摘星樓上。


    渺小如一芥子般的帝辛子受單膝跪地,那孔武有力的右手高高擎起,那漫無邊際好似蒼穹倒蓋之上的腳掌。


    那好似螞蟻一腳便可被踩死的帝辛子受,抬起那高傲的頭顱看向雲中子那巍峨萬仞如是天珠般的本源法相,嘴角咧出一絲殘忍而又瘋狂的笑容:“你就隻能做到這種地步了嗎?”


    隨著半跪在地的他站起身來,雲中子本源法相也逼迫到亦隨之不斷後退。


    滔天潮水漆黑如墨噴薄而出,而他本人也隨之不斷拔高雲中子本源法相持平對等。


    眨眼之間巍峨萬萬仞,仿佛一伸手就能摸到這頭頂蒼穹!


    長樂宮中人皇現,落神陣中仙人驚!


    身邊無數道透明的線條,密密麻麻勾勒出一尊古鍾之形,矗立在無法無天無垠無度漆黑之境,席卷一股難以言明恐怖氣機鎮壓而來。


    若是玄龜不曾陷入沉眠,在它的法眼之下洞察全域,定能發現此刻的長樂宮真如雲中子所言一般,隔絕內外自成天地,介於現實與虛幻當中。


    以開元殿廣場之上太虛鍾為中心位置,道道絲線縱橫交錯穿插銜接,在這無法無天無垠無度之特殊場域,勾勒出一方若隱若現的太虛鍾相。


    以當仁不讓鎮壓當世的無上之勢,將巍峨萬丈的雲中子本源法相罩在其中動彈不得,冰山一角少許現於人間。
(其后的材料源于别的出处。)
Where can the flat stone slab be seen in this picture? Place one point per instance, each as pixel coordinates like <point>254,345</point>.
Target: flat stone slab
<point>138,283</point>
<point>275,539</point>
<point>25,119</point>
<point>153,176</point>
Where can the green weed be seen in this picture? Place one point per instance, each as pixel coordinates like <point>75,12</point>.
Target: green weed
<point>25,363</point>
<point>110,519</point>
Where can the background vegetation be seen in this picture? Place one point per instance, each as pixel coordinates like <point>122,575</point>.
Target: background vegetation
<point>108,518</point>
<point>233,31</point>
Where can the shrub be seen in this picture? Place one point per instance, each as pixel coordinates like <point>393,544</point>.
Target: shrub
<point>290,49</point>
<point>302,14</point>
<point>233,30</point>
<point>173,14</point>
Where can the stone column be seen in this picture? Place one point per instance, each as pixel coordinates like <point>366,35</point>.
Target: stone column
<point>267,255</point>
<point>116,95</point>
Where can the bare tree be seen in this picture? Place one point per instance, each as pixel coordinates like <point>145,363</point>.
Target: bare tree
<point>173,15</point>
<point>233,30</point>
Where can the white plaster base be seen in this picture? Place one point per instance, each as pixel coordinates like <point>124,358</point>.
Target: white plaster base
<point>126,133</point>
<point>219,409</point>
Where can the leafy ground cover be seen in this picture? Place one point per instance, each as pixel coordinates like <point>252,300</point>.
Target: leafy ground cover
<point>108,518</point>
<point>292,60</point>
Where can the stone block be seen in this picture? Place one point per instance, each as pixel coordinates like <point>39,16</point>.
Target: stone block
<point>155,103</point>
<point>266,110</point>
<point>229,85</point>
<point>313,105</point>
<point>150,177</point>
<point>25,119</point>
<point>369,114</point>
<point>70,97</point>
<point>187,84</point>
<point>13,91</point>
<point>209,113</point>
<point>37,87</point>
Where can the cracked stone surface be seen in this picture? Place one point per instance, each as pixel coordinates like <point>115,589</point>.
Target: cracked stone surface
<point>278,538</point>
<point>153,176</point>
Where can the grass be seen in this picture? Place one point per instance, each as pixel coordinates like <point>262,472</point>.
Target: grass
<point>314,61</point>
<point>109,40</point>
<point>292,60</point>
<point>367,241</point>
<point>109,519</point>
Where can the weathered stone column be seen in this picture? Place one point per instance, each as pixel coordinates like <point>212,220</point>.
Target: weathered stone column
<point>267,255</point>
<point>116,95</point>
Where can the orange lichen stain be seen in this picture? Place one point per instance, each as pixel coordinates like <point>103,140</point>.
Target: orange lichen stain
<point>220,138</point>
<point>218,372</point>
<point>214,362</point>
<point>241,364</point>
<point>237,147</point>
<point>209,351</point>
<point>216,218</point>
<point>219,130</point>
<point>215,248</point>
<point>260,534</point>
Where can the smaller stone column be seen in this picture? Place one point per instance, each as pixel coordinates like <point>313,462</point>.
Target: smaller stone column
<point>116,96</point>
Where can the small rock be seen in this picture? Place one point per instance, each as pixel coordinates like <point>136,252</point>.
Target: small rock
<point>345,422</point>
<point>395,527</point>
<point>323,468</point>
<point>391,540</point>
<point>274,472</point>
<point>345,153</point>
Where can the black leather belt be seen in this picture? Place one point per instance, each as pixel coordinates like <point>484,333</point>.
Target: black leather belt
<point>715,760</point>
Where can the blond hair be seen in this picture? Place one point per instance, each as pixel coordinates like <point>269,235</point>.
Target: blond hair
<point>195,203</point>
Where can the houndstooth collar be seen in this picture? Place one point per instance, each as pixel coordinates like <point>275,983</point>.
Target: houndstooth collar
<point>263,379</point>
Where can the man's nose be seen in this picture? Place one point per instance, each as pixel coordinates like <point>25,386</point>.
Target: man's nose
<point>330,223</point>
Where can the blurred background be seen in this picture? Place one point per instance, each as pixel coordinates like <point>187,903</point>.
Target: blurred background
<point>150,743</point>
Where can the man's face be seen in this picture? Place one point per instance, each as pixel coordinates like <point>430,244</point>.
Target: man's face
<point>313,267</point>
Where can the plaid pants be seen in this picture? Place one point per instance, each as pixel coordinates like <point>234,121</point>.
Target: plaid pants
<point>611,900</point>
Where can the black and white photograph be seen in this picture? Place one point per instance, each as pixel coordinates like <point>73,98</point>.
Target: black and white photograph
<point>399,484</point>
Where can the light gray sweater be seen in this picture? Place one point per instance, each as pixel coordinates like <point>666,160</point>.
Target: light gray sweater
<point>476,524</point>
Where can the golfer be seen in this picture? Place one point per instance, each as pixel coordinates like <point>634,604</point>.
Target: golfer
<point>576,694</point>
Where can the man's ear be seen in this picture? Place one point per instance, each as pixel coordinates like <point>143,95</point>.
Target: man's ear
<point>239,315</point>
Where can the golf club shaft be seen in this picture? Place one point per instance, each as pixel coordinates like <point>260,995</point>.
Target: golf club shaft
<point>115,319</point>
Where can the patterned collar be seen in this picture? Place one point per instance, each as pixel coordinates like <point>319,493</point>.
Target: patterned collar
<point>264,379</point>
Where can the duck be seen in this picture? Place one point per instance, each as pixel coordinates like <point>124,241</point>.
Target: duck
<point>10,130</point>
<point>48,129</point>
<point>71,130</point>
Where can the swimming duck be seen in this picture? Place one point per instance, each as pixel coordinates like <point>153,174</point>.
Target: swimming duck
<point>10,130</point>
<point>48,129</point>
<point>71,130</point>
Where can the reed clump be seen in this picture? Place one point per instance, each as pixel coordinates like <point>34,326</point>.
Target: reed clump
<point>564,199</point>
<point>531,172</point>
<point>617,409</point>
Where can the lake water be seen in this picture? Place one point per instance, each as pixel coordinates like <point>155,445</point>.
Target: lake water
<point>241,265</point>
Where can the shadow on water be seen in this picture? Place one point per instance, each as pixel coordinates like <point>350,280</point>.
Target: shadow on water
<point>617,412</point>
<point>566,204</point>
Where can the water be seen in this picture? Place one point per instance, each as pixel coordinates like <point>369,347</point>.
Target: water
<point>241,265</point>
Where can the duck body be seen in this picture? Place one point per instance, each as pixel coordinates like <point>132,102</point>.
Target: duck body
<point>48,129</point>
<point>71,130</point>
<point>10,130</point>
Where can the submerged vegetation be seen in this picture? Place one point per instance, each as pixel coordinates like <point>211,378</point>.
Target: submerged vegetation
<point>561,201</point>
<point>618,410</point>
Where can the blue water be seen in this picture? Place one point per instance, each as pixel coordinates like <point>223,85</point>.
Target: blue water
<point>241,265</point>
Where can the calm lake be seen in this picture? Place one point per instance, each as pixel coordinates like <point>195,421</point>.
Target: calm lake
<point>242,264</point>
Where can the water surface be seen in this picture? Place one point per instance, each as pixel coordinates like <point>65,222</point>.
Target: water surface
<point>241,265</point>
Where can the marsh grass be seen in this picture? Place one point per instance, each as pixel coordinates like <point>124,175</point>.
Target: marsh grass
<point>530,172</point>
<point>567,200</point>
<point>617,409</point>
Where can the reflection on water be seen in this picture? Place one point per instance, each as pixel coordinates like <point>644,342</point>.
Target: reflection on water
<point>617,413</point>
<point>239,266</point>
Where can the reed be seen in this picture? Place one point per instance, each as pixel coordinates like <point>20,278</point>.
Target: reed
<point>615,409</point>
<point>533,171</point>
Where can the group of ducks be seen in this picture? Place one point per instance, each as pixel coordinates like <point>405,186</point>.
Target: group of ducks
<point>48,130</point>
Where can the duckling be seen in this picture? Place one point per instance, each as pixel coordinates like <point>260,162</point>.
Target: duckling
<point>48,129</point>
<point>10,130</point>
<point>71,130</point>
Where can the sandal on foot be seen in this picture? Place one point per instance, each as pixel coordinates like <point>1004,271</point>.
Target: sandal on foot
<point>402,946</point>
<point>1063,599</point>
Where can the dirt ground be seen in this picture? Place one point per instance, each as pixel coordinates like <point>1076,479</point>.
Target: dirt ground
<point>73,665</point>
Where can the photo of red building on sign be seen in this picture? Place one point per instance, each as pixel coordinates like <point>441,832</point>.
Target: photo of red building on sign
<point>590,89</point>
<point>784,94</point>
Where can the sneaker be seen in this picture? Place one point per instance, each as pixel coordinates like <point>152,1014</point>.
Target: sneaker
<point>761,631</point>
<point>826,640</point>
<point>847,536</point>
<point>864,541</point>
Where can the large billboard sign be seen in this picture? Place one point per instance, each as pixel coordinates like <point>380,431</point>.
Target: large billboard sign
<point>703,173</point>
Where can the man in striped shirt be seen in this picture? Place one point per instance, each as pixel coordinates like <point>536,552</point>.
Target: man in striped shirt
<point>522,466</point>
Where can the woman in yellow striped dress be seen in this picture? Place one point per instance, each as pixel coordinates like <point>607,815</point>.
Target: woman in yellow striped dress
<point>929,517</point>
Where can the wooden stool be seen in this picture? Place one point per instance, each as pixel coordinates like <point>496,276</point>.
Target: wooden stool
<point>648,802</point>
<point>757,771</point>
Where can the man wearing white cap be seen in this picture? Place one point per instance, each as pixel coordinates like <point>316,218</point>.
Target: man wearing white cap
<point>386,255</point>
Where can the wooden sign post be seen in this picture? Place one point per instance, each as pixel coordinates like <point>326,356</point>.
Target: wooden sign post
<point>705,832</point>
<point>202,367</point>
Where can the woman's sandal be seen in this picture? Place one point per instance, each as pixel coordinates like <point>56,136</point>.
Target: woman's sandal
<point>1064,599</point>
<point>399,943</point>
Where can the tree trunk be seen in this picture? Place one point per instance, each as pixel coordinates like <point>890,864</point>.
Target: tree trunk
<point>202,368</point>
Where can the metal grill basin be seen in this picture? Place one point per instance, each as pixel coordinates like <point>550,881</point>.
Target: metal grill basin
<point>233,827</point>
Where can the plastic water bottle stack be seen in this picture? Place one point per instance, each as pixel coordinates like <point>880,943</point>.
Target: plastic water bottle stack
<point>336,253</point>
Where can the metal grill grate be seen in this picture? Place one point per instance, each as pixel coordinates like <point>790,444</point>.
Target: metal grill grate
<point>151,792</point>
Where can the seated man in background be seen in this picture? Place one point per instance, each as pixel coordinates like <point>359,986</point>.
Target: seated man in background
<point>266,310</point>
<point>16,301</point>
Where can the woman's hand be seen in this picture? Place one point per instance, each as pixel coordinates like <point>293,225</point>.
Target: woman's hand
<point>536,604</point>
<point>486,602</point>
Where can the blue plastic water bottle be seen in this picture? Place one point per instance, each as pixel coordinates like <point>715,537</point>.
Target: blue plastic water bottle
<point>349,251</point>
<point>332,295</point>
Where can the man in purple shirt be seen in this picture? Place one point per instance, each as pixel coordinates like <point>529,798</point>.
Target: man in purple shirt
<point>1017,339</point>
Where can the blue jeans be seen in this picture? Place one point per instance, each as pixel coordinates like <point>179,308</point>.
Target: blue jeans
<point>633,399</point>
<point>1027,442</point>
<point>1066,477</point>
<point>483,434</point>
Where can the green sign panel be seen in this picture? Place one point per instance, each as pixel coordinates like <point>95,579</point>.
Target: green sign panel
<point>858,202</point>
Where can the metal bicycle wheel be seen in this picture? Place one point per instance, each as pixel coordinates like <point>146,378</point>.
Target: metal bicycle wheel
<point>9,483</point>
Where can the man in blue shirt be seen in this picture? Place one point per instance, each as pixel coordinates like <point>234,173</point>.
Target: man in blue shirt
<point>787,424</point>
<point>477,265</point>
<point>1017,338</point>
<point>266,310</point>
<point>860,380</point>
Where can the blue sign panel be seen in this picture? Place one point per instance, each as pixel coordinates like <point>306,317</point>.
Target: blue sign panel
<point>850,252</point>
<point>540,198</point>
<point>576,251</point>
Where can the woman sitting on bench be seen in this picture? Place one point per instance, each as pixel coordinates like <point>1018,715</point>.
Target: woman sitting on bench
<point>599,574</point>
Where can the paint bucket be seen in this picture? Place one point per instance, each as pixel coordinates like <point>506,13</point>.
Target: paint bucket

    雲中子本源法相頭頂太虛鍾相順時針旋轉開來,而腳下長樂宮卻逆時針緩緩旋轉,二者旋轉相逆牽引道道絲線,裹挾那足以洞穿空間扭曲時間的無上偉力,向雲中子絞殺而去。


    而雲中子此番前來又怎麽會輕易退卻?


    那紫色道袍之上刺繡而來的,日月星辰瑞獸祥鳥道道光芒映照,雙手高舉虛空一拖,兩臂用力撐開。


    隻見這虛空當中一道道無形的枷鎖,在那道袍勒出道道溝壑,繼而猛哼一聲,似要將籠罩在四周的陣法直接掀翻。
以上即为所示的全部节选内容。